Illinois county board member talks joining Missouri

(The Center Square) – Jersey County board member Eric Ivers is convinced he’s speaking for the masses in advancing his call for up to eight downstate counties lining the southern Illinois border to officially become part of Missouri.

“What we’re looking for is the possibility of more rules like our own, which Missouri has, and getting away from being controlled by extremely small geographic but extremely large population areas in Chicago,” Ivers told The Center Square of the referendum question on the issue he sought to have placed before voters this spring. “That includes taxing and gun rights, just those types of things that the red counties are in favor of and the blue counties are totally against.”

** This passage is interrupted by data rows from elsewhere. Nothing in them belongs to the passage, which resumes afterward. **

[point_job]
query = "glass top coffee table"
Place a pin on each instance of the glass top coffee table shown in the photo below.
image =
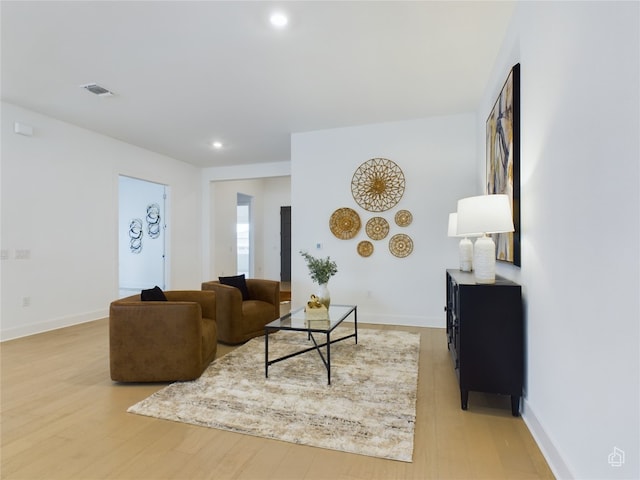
(296, 321)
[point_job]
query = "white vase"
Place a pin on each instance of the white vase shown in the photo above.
(323, 295)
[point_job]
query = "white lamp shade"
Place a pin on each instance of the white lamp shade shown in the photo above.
(484, 214)
(452, 231)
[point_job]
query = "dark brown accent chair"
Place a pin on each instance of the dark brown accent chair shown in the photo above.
(238, 320)
(160, 341)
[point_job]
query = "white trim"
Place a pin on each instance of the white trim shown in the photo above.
(55, 324)
(559, 468)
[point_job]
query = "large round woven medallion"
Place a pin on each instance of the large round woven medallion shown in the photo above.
(377, 228)
(345, 223)
(377, 185)
(401, 245)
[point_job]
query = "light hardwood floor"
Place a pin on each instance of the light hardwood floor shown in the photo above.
(63, 418)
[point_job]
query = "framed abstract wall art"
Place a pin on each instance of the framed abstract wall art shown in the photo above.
(503, 161)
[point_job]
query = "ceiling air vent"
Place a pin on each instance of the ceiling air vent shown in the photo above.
(97, 90)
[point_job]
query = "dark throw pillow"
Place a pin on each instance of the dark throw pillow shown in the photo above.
(239, 282)
(154, 294)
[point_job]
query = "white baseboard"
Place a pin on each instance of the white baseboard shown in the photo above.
(549, 451)
(32, 329)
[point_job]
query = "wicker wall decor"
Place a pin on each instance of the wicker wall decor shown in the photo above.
(365, 248)
(403, 218)
(377, 228)
(401, 245)
(377, 185)
(345, 223)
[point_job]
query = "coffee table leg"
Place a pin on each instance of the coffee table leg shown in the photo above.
(355, 322)
(266, 353)
(328, 359)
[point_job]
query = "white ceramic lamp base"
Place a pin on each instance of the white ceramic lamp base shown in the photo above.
(484, 260)
(465, 248)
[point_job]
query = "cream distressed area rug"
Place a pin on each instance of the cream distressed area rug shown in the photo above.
(369, 408)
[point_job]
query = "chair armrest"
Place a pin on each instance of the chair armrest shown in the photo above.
(206, 300)
(265, 290)
(228, 299)
(157, 341)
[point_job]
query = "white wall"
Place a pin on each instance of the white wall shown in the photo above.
(437, 157)
(580, 228)
(60, 202)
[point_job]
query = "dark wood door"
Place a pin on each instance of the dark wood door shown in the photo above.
(285, 244)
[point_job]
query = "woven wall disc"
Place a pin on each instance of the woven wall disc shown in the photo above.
(365, 248)
(377, 228)
(344, 223)
(377, 185)
(401, 245)
(403, 218)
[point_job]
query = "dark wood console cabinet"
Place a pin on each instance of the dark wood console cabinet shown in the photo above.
(485, 336)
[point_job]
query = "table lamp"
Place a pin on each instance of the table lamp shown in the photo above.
(465, 247)
(486, 214)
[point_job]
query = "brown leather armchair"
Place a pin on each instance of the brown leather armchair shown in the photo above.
(238, 320)
(161, 341)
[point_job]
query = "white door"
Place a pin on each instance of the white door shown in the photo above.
(141, 235)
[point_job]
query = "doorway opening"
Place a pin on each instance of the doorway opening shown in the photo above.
(244, 236)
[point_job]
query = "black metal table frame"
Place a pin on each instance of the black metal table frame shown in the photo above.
(316, 346)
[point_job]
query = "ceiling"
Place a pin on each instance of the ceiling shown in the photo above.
(185, 74)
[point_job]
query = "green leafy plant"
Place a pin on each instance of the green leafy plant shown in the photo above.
(320, 269)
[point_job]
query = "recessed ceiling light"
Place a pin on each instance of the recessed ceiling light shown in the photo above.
(279, 20)
(97, 90)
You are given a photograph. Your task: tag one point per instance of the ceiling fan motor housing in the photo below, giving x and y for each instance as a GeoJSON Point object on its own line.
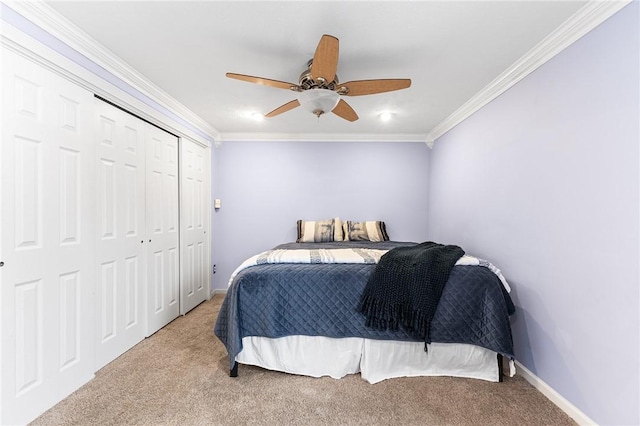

Ivers argues that some residents have become so frustrated with the thought of being represented by a party that doesn’t really speak for them a growing number of them are even proposing dividing Illinois into two states.

Seeing any kind of change on such a front come about, Ivers concedes won’t come easily, especially with Illinois Attorney General Kwame Raoul already blasting such succession talk as an effort that would have “no binding legal effect.”

“He’s technically correct; we can’t just vote to secede Illinois and join Missouri, but we had no intention of doing that,” Ivers added. “The process would have been to investigate how to go about moving the borders from one state to the other, which would include the Illinois legislature, the Missouri legislature and the U.S. Congress. The referendum that was knocked down was simply to see what the feelings of the people of those counties were.”

Ivers leaves no doubt about where he stands, even as debate over the issue hits a fever pitch.

“My standing is still that the citizens of Jersey County would be better off if we were a county in Missouri,” he said. “There’s also been some support in surrounding counties, and it’s likely if we ever pursued this we would get the same type of vote in about six other counties around us.”

Now recovering from a pair of major surgeries, Ivers said he isn’t sure about what could come next.

“My guess is that it’s going to be hard to get a referendum on the ballot since I’m not capable of pushing the program myself and if it does get on the ballot I would think it will take many years for things to actually culminate in a change of state boundaries,” he said.

For any succession plan to advance voters in Illinois, Missouri and the U.S. Congress would all have to sign off on it.